Graph Theory: Day 2

As the snow storm descends on the Asheville area, I'll take a moment to briefly chronicle this afternoon's mathematical goings-on.

I felt a bit out-of-step in my first section of Calc II today. I never really got into my stride, somehow, and I felt awkward. The awkwardness carried over into the second section, with whom I felt more at ease, but still stretched thin. I'm looking forward to Friday in both of those sections, I'll be leaving much of the work up to them. Then Monday will bring the first of several food-based exercises, always favorites with the students.

These two classes were more than made up for by Graph Theory.

Right away the atmosphere was a positive one: before class, as people were still trickling into the classroom in dribs and drabs, everyone was chatty, jovial, open. The students joked, compared solutions. Everyone seemed relaxed, ready. I put some colored chalk on the front table and went to the side board, where I wrote "Correctness / Completeness / Clarity / Composition," urging the students to intone these words as a mantra as they prepared their presentations.

Then we began.

Things went well from the start: when called, each student took to the board to the sound of applause from her or his colleagues. Everyone was quiet and respectful during presentations, and each success was met by another round of applause and cheers.

The first few presentations went smoothly; it was Problem 4 that caused a bit of hullabaloo.

"Problem 4. Draw as many fundamentally different graphs as you can, each having order 4 and size 3, also writing each as a triple."

Its the fourth and fifth words here that brought down the house: there was (understandably! I'd somewhat hoped that this problem would provoke a discussion) a great deal of disagreement regarding what was meant by "fundamentally different"; it'll be another week, at least, before we define graph isomorphism. (Brigitte actually said a few words about "bijections" that were very close to the mark, but her quiet voice didn't carry so well amidst the hubbub.) The chimerical nature of this phrase, coupled with the immense number of graphs having the properties desired, led to uproar. Poor Joachim, attempting to answer the problem as fully as he could, was interrupted by a chorus of overly helpful classmates: everyone wanted a piece of the problem, and the next ten minutes were spent in taking unruly turns at trying to pin down the meaning of those elusive words, "fundamentally different."

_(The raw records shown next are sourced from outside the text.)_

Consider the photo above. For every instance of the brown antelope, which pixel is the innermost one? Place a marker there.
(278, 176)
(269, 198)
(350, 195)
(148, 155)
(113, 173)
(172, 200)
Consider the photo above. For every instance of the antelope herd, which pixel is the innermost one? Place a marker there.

Ultimately it became clear that we all had more or less the same idea as to what those words meant.

The discussion was lively, even heated, but ever respectful and supportive: no one attacked anyone else, corrections were friendly ones, and even when there was disagreement, the disagreement was civilly made.

The next three problems were relatively humdrum; Problem 8 caused a bit more furor, though without the controversy attending Problem 4. Quincy was called on the complete Problem 8 (asking for an enumeration of the maximal number of edges in an order-n graph without multiple edges), and he offered a nearly-complete proof of his (correct) formula, the sum 1 + 2 + 3 + ... + n.

"Did anyone have a different proof?" I asked. Sylvester offered that he did, and he went to the board to provide an inductive proof of his (equally valid) formula, C_n,2 + C_n,1. Throughout both presentations, everyone was quiet, attentive. Sylvester's proof brought us to the end of the period, midway through the first problem sheet.

Afterward Quincy characterized the mood of the class as "fun, but serious." "We all mean business, we're taking it very seriously," he said. "But we're having a good time with it." He had a blast, as did his friend Norbert, and as did Nadia, who spent some time after class trying vainly to convince Olivia to join our class.

I am positively delighted with the way class came off today: the students took control. They constructed their own mathematical meaning while engaging in lively, sincere debate about deep mathematical issues. If we can replicate today's success over and over again for the next several dozen class periods, I'm going to end this semester as the happiest man on Earth (not that I don't already hold claim to that title).

I'm already looking forward to Friday.

I'm also looking forward to tomorrow: barring too-hellish weather, I'll be trudging into campus to fulfill a number of bureaucratic commitments, and to meet with Sieglinde and Trixie, my budding freshperson graph theory research team. Trixie's progress on the problems I pitched her over break has been nothing short of astounding: I met with her yesterday and she showed me the pictorial essence of the results she's come up with, and they look solid. Sieglinde's indicated progress too, and I can't wait to see what she's got in store. They're both sharp are tacks and a kick to work with.

On that note, it is wearily but happily that I bid you a good night, I'm off to do some relaxing reading before calling it a day. Adieu!